Violist Ashleigh Gordon has performed around the world, from Hong Kong’s Lee Hysan Concert Hall to Paris’ Centre Pompidou. But she also enthralls audiences in elementary schools and the Roxbury YMCA. She’s the artistic director and co-founder of Castle of Our Skins, a local concert and educational series that celebrates black artistry through music. Named after the opening line of Nikki Giovanni’s “Poem (for Nina),” Castle of Our Skins is set to begin its fifth season of concerts featuring music by black composers, which will kick off with string quartet performances at the Museum of African American History on Aug. 25 as part of the Highland Street Foundation’s Free Fun Fridays. It also leads educational workshops, like one called Ella Scats the Little Lamb that encourages kindergarteners to make some noise of their own. “It uses a piece by Valerie Capers called Portraits in Jazz that riffs on ‘Mary Had a Little Lamb’ and teaches kids how to scat sing in homage to Ella Fitzgerald,” Gordon explains.

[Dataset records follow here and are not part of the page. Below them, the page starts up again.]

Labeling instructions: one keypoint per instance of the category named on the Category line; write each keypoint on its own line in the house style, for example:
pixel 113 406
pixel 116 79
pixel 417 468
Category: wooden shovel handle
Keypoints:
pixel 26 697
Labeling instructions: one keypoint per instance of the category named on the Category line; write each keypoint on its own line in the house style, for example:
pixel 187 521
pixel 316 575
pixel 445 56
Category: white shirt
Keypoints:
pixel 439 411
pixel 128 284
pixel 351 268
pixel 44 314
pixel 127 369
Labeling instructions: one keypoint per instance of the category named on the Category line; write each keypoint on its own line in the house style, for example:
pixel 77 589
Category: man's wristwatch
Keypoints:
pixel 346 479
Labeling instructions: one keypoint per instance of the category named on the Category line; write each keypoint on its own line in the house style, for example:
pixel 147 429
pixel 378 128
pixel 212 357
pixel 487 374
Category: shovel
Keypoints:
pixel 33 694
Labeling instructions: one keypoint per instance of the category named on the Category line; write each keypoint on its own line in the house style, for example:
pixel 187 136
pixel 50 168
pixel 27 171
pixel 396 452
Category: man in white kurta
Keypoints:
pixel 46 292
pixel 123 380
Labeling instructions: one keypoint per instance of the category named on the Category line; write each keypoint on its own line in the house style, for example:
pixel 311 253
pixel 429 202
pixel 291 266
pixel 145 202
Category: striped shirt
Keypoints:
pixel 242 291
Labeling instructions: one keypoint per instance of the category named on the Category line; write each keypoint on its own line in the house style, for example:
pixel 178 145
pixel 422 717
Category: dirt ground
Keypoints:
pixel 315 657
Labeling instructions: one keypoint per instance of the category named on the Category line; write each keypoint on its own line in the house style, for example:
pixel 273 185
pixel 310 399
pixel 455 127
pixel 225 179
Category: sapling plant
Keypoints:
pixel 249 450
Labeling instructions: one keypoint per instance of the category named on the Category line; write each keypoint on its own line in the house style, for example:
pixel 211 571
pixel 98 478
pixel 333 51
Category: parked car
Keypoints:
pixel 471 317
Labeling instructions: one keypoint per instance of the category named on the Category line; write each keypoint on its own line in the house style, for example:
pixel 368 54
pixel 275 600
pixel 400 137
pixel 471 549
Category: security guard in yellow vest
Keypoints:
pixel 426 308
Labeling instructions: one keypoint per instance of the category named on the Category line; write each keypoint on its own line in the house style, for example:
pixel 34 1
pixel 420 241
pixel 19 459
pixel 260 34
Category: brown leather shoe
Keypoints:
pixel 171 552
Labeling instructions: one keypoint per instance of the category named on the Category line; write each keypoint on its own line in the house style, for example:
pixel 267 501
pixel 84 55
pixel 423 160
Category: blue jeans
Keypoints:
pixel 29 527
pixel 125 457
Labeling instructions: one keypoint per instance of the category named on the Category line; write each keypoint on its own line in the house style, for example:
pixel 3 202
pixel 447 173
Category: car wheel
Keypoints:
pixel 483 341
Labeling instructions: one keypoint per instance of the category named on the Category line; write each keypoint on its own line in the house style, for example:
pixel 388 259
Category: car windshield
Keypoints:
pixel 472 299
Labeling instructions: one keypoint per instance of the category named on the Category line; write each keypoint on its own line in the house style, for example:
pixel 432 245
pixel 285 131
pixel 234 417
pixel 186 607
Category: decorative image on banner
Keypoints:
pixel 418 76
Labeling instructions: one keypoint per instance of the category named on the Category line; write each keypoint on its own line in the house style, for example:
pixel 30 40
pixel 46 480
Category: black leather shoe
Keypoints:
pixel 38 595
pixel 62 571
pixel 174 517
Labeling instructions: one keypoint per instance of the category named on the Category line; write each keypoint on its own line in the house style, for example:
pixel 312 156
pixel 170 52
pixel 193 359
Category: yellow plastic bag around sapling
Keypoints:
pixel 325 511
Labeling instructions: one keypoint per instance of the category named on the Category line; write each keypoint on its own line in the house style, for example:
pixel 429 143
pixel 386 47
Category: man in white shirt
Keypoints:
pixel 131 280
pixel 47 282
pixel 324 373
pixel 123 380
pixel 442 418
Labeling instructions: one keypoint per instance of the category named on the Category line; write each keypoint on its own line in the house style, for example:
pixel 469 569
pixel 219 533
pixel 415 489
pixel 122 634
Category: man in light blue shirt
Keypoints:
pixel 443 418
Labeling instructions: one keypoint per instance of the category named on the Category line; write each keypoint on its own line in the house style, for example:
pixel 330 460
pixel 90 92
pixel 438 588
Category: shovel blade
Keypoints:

Gordon also works with young people through Boston Youth Symphony Orchestra’s Intensive Community Program, which provides high-quality string instrumental instruction to students from communities often underrepresented in classical music. While only a few students have pursued careers in music, all graduates of the program have enrolled in college. “They have a small, close-knit class and a very strong community that takes them from youth through high school. The feeling of family and community and discipline is embedded from an early age, and it’s quite special to see,” Gordon says. It’s a program that’s left its mark on her as well. “So many parents whose students I didn’t even interact with came up to me and said that my sheer presence as a black woman teacher meant a great deal to them. That sort of jump-started my thinking on how I can use my position as a black woman violist to highlight diversity and promote representation within my field.”
“For my current mood, I would have to say Nina Simone. Shortly after the election, there was a lot of initiative within the arts community about ways of responding and how we can do what we do in solidarity, how we can do what we do in protest. I was just really struck by the call to action and sense of urgency that Nina Simone would speak on on behalf of artists. There is no better time than now to reflect your community and your society and be responsive. You have a duty as an artist, as a creative, to influence, take charge and be vocal.”